When Yandex last week launched Wonder, its “experimental” social aggregation app, the initial excitement it must have brought at the Russian Google did not last long. In fact, Facebook pulled the plug just three hours after Wonder went live by blocking the app from accessing its data.
Facebook noted that the app, which in many ways is similar to the company’s recently launched Graph Search, was in violation with its platform policies in that it perceived Wonder to be a search engine. Yandex then quickly released an official statement in which it argued that Wonder could not be categorised as such because it only browses and collects data exclusively associated with a user’s social connections, and only if the user has expressly granted the app permission to do so. In other words, Wonder fetches and mines only the social media activity of the friends/connections that are in the application user’s social graph.
Image credit: TechCrunch
Yandex and Facebook have been in discussions over the issue since Thursday morning, however according to this newly released official statement from Yandex it appears its efforts to revoke the decision have been wasted:
We discussed the issue with Facebook and it was confirmed that Facebook views the application Wonder as something that violates the Facebook Platform Policies (section I.12) and that the access to Facebook’s Graph API will not be restored.
According to Section I.12, no data obtained from Facebook can be used in any search engine or directory without the company’s written permission.
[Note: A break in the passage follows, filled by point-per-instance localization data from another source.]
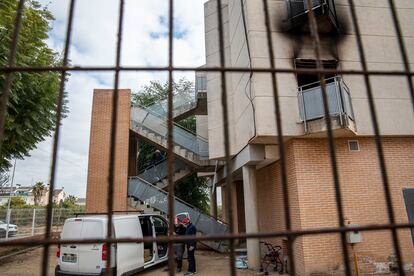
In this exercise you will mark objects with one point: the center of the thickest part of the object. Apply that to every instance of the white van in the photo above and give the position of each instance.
(126, 258)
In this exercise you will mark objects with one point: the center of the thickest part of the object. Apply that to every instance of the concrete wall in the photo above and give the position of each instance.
(313, 205)
(393, 103)
(99, 151)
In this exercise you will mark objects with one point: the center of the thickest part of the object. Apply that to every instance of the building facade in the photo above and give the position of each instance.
(257, 189)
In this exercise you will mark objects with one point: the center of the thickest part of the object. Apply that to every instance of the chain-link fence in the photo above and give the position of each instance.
(31, 222)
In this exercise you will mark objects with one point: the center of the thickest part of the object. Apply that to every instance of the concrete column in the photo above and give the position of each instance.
(251, 215)
(224, 205)
(213, 202)
(234, 201)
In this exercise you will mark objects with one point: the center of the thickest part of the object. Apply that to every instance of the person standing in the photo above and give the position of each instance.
(191, 246)
(180, 230)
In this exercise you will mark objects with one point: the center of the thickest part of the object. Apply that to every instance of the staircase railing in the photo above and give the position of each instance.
(181, 104)
(159, 171)
(158, 199)
(143, 118)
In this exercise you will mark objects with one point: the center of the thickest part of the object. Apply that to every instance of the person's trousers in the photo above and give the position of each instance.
(179, 252)
(191, 261)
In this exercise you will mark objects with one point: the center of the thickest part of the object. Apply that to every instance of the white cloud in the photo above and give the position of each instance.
(94, 43)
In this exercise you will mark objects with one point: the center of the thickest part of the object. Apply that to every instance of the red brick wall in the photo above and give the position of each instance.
(99, 151)
(313, 201)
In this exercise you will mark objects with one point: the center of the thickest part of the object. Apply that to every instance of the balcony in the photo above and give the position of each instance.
(324, 11)
(311, 108)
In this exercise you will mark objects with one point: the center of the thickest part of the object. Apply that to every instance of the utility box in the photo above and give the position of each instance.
(353, 236)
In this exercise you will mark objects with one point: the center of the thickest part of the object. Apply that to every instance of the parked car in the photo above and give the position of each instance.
(3, 229)
(126, 258)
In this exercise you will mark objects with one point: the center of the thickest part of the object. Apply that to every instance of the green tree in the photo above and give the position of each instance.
(39, 189)
(33, 100)
(192, 189)
(70, 202)
(17, 203)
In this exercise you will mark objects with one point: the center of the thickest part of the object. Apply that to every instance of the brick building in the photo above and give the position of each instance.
(256, 191)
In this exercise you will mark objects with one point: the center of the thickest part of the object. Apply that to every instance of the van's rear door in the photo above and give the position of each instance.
(69, 255)
(90, 255)
(129, 256)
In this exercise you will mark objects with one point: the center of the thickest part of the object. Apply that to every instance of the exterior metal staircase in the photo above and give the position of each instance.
(148, 194)
(145, 191)
(188, 146)
(157, 174)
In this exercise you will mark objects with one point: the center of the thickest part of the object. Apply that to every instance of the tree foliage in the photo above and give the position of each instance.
(33, 100)
(70, 202)
(17, 203)
(39, 189)
(192, 189)
(156, 93)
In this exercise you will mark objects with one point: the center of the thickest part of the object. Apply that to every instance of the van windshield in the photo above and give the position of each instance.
(92, 229)
(82, 229)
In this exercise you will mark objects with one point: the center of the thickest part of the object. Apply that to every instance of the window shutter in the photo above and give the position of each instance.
(409, 204)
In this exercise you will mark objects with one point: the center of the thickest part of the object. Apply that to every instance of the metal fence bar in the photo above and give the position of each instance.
(403, 50)
(56, 137)
(281, 144)
(4, 97)
(229, 69)
(33, 221)
(113, 133)
(331, 143)
(222, 69)
(225, 115)
(275, 234)
(170, 140)
(378, 143)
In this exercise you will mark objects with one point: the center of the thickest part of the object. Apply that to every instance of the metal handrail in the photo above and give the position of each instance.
(176, 198)
(166, 119)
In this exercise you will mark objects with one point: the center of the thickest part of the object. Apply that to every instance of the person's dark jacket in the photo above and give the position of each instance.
(180, 229)
(191, 230)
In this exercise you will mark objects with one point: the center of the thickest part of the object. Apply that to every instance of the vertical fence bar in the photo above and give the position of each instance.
(378, 142)
(403, 51)
(170, 134)
(4, 97)
(332, 152)
(229, 178)
(33, 221)
(278, 117)
(113, 134)
(56, 138)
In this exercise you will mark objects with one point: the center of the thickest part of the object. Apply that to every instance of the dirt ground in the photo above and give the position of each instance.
(208, 263)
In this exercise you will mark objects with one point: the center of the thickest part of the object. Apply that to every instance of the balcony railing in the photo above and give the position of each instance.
(298, 14)
(339, 102)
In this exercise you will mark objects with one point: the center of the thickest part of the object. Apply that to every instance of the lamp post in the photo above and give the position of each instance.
(10, 196)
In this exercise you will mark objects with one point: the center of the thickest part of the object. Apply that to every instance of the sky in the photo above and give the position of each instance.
(145, 43)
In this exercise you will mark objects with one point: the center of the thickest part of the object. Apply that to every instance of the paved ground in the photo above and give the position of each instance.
(208, 263)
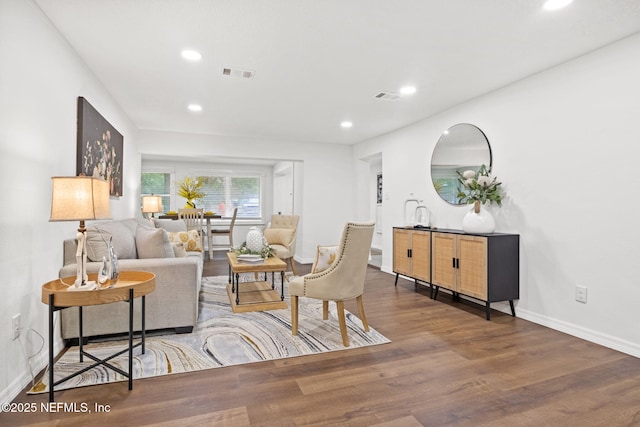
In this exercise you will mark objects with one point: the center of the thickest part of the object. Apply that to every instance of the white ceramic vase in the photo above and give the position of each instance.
(255, 239)
(478, 220)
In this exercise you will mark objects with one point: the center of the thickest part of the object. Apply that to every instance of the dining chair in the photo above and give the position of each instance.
(342, 279)
(216, 232)
(193, 218)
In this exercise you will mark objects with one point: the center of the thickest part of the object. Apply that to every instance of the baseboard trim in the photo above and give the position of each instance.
(39, 364)
(590, 335)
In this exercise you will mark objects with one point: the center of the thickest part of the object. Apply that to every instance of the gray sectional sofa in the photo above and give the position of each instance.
(140, 245)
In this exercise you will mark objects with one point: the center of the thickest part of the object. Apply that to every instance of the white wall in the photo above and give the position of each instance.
(40, 80)
(565, 144)
(326, 203)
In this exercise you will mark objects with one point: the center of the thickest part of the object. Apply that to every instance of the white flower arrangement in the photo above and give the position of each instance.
(479, 187)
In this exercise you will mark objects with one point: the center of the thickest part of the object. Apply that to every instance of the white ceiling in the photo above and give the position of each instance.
(319, 62)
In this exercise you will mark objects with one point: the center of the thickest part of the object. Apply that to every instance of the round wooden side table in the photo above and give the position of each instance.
(130, 285)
The reason behind Facebook’s decision to revoke our access to their data appears to be that they do consider Wonder to be a search engine, while our understanding of what it is differs from this view.
Wonder’s functioning, in its current state, as well as the quality of user experience it provides, largely depends on the access to Facebook’s Graph API. Since this access was revoked, we decided to put our application on hold for the time being. We will be considering partnership opportunities with other social networks and services to offer our users a richer internet experience via Wonder.
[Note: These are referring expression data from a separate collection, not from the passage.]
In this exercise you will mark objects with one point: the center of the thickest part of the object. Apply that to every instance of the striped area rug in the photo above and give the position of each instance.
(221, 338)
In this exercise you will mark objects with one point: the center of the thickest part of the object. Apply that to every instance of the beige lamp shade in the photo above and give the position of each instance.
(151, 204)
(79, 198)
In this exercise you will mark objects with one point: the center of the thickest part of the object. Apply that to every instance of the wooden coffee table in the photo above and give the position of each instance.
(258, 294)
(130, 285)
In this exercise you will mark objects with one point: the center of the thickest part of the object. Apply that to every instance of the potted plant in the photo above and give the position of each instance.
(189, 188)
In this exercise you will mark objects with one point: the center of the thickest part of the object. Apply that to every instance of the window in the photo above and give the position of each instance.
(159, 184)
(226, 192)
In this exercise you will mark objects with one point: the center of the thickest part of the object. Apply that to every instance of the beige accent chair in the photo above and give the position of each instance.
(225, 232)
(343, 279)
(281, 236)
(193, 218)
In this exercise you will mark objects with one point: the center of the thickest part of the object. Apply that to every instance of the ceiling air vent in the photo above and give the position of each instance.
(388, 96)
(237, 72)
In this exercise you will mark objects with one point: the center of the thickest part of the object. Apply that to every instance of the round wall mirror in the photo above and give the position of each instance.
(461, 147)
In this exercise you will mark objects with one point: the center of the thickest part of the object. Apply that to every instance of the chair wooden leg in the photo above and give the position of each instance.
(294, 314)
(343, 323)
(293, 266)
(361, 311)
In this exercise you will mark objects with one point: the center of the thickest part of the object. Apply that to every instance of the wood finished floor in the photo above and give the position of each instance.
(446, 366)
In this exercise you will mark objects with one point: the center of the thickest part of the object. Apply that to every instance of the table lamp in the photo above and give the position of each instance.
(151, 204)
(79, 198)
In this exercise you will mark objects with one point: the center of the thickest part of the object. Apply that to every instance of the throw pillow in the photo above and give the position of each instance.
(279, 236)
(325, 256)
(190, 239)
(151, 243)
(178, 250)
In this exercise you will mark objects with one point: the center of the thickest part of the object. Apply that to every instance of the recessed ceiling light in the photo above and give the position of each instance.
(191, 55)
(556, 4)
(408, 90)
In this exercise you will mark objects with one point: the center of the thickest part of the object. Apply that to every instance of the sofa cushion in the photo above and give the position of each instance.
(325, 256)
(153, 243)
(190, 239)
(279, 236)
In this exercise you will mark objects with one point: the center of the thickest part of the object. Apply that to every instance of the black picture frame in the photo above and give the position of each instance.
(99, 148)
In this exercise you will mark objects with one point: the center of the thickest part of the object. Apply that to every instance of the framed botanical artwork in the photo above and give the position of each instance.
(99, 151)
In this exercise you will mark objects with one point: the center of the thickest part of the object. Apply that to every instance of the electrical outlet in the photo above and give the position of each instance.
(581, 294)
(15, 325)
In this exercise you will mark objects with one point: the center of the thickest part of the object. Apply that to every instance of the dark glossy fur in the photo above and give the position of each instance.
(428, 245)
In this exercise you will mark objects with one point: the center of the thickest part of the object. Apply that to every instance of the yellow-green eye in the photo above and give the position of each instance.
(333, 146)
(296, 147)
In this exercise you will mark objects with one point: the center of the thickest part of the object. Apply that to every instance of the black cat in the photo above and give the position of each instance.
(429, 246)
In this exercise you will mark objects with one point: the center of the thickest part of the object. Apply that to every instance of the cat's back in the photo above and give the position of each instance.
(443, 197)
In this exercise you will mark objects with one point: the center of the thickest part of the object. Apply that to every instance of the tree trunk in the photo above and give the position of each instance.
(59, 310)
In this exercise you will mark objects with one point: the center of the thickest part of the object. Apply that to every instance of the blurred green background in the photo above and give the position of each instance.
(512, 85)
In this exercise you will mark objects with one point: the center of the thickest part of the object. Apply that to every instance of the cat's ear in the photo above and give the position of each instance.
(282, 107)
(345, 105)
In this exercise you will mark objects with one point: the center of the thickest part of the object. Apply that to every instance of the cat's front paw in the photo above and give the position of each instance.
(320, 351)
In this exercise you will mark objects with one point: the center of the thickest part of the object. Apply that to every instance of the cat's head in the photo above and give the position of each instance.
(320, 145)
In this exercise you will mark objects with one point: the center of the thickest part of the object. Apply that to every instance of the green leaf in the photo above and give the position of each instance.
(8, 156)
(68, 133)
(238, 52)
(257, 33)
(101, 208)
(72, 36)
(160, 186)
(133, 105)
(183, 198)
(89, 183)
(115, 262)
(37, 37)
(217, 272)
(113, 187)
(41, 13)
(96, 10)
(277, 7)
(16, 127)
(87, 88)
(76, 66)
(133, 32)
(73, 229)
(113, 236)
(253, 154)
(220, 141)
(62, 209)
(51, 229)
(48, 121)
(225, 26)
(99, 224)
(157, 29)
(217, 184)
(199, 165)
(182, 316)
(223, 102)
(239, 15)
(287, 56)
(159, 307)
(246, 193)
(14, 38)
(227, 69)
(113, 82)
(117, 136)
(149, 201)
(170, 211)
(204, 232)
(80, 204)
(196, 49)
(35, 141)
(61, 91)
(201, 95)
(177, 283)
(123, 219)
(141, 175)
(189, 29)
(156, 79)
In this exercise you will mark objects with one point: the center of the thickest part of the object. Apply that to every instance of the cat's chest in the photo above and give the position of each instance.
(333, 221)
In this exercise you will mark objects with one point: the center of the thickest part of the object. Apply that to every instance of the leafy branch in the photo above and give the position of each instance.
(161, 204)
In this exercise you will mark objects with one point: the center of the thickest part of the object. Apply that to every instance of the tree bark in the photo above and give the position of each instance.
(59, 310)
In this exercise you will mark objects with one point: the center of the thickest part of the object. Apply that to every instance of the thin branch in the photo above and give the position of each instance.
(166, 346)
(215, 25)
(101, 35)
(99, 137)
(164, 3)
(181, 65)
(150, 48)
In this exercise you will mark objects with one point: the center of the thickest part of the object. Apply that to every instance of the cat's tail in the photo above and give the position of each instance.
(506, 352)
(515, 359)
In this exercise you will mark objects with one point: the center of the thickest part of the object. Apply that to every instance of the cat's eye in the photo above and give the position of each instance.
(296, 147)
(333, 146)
This is just one out of several recent cases where Facebook is denying third-party apps to tap into its friend graph. By gradually establishing what appears to be some kind of data protection iron curtain, Matt McGee of Marketing Land argues that Facebook is essentially going against its own mission statement of creating a “more open and connected world”.
Protecting its data without dissuading developers to create products for the platform, however, is no doubt a delicate and difficult line to tread for the social behemoth. It also raises the important ethical question for the industry as a whole: Who owns your social data? The platforms or the users who feed the data to these platforms in the first place?
As the tagline of that movie goes: “You do not get to 500 million friends without making a few enemies”. Well, you surely do not get to +1 billion without making an additional few.